Ernest had a desire to see the Thames, to lean over a bridge and watch the uncaring water, the clean water, roll endlessly underneath him. He headed for Vauxhall Bridge, walking stiffly, but trying not to use his walking stick.  He pulled his scarf up around his neck and kept his head down, since a man of his age was a rarity on these streets, and he had no desire to be asked to talk about the fighting. Half way over the bridge he saw a woman in a white dress, standing on a packing crate, and scanning the passing workers. Ernest forced himself to walk near to her, knowing what would happen.  His legs were heavy under him, as he willed himself to go onward. He prayed that she would not take the action that would result in her doom, but she did. Effie stepped down from the crate, and offered Ernest a white feather. He took it, and looked into her eyes. He found no spark of recognition. There was not even contempt for him, this coward standing before her. There was only a smug delight in her own actions.
‘Do you know why I have given you this feather?’ she said in the tones of a school teacher to a small boy.
‘Yes Miss.’ Ernest said. ‘I know what it means.’
‘My fiancé is fighting at the Front right now’ Effie said. ‘He is a cavalry officer. But I am prepared to make that sacrifice, for my country. If I can do that, as a weak woman, surely you can raise your hand?’

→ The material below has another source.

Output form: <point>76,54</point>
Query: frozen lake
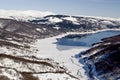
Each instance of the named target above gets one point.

‘Oh yes Miss. I can raise my hand alright’ said Ernest. He stepped in quickly, and knocked Effie senseless with one quick blow to the side of her exposed neck. He held her up so that she seemed to be simply leaning against him, and quickly dragged her to the end of the bridge and down the steps. As he laid her down on the dank concrete plinth at the bottom of one of the bridge pillars, he shook her enough to wake her up. He wanted her to know exactly what was happening to her. When she realised, she struggled, and it took Ernest all his strength to subdue her. He thought of his Father, and of how easy it would be at this point if he had a knife. Still, he pushed one hand over Effie’s mouth and held her down by twisting her arm behind her as he pushed against her body.  He found her to be a virgin, which relieved him from the necessity of killing both her and Gabriel, he reasoned. The violation of his fiancée complete, Ernest left her weeping under the bridge, and ran lopsidedly off into the night.